1. Test pyramid (the contract)
| Layer | Runtime | Speed budget | Volume | Tooling |
|---|---|---|---|---|
| Unit | In-process, no I/O | < 50 ms each, < 60 s total per package | 70–80 % of all tests | Vitest |
| Integration | Testcontainers (Postgres, Redis, Pub/Sub emulator, OpenSearch) | < 2 s each, < 8 min total per service | 15–25 % | Vitest + @testcontainers/postgresql |
| Contract | In-process; verifies a frozen schema | < 100 ms each | 1 per producer-consumer pair | Pact (HTTP) + AJV / Zod (events) |
| E2E | Real browser, real device, real DB | < 30 s each, < 15 min per app | One per W-NN workflow + critical happy-path of every story flagged e2e | Playwright (web/desktop) · Detox (mobile) |
| Performance | Real browser/runtime; budget gated | < 2 min per scenario | One per critical screen + endpoint | Lighthouse-CI (web) · Reassure (mobile) · k6 (services) |
| A11y | Real browser; rule-set enforced | < 5 s each | Layered into every E2E | axe-playwright · @axe-core/react |
Inverted pyramid is forbidden. A PR that ships only E2E coverage of a new use case will fail review unless the use case is genuinely untestable below the E2E layer (rare; document with an ADR).

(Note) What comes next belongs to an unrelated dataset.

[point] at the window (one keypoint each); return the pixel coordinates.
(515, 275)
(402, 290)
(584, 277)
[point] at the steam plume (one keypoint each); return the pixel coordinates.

2. Coverage targets (CI-enforced via Vitest coverage.thresholds)
| Code area | Statements | Branches | Functions | Lines | Mutation (Stryker, changed files) |
|---|---|---|---|---|---|
domain/ aggregates | 95 | 90 | 95 | 95 | ≥ 75 % killed |
domain/ value objects | 100 | 95 | 100 | 100 | ≥ 85 % killed |
domain/ domain services | 90 | 85 | 90 | 90 | ≥ 70 % killed |
application/ use cases | 90 | 85 | 90 | 90 | — |
infrastructure/ adapters | 80 | 70 | 80 | 80 | — |
presentation/ controllers | 80 | 70 | 80 | 80 | — |
Shared packages (@ghasi/*) | 90 | 85 | 90 | 90 | ≥ 80 % killed |
| Frontend components (logic-bearing) | 85 | 75 | 85 | 85 | — |
A PR drops below threshold? CI blocks merge. Coverage exclusions live in vitest.config.ts per package and require a comment with rationale.
3. Mandatory test files per service (forever-passing)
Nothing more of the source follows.